К этому эксперименту меня подтолкнули книги по психологии религии. «Разнообразие религиозного опыта» Уильяма Джеймса убедила меня, что религия представляет собой сложную психологическую реакцию на трудности жизни. Джеймс рассматривал богословскую посылку о том, будто настоящий христианин — это новая тварь, возрожденная личность, и пришел к следующему выводу: «По сути своей обращенные ничем не отличаются от обычных людей. Некоторые неверующие приносят лучший плод, нежели обращенные: несведущий в богословии человек, который взялся бы ежедневно наблюдать за жизнью этих двух групп людей, никогда не смог бы догадаться, что «вещество» одних отличается от «вещества» других в той же степени, в какой божественное отличается от человеческого»[53]. Я тоже не видел в окружавших меня верующих ни особого сияния, ни иных специальных примет.
Но я не остался скептиком. Почему не остался — об этом я расскажу далее. И все же, даже теперь, после двух десятилетий полноценной и счастливой жизни в вере, я чувствую, что я не защищен от доводов Ричарда. Духовный опыт не любит пристального исследования — помести его под микроскоп, и он улетучится. Когда я начинаю разбирать отдельные примеры общения человека с Богом, я, как правило, нахожу для них совершенно «естественные» объяснения. Да, между естественным и сверхъестественным миром нет зияющей бездны, нет очевидного и непреодолимого различия.

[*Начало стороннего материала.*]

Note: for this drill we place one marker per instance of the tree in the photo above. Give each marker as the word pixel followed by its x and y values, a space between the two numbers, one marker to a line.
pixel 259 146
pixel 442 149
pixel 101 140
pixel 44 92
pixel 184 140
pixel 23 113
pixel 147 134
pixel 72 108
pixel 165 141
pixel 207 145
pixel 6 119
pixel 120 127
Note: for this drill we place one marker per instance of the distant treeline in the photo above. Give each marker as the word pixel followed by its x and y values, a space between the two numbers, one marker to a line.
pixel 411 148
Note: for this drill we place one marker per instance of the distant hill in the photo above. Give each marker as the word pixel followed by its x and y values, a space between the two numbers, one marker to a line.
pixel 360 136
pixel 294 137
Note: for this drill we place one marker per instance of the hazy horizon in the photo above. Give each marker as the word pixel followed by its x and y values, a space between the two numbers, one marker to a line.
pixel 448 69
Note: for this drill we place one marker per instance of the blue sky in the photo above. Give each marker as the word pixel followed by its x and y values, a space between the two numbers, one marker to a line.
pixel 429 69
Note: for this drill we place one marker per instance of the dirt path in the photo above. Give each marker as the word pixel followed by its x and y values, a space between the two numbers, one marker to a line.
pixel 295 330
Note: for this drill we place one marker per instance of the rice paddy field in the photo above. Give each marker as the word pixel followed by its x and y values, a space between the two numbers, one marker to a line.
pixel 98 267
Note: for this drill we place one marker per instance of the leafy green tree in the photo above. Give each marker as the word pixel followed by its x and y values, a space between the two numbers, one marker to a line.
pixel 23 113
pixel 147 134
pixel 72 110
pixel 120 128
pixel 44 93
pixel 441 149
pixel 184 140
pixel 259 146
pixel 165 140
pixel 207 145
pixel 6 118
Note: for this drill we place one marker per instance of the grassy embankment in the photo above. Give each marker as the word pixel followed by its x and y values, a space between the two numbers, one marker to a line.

Молясь, я не утрачиваю своей плотской сути: я могу задремать, утратить внимание. В общении с Богом меня подстерегают те же самые разочарования и недопонимания, что и в беседах с людьми. Когда я пишу «о возвышенном», муза отнюдь не возносит меня к небесам: время от времени приходится затачивать карандаш, вычеркивать неудачное слово, заглядывать в словарь, мучиться, что никак не могу подобрать удачную фразу для начала очередной главы. В моей жизни «воля Божья» никогда не проявлялась с такой очевидностью и безусловностью, как в жизни Моисея или Гедеона.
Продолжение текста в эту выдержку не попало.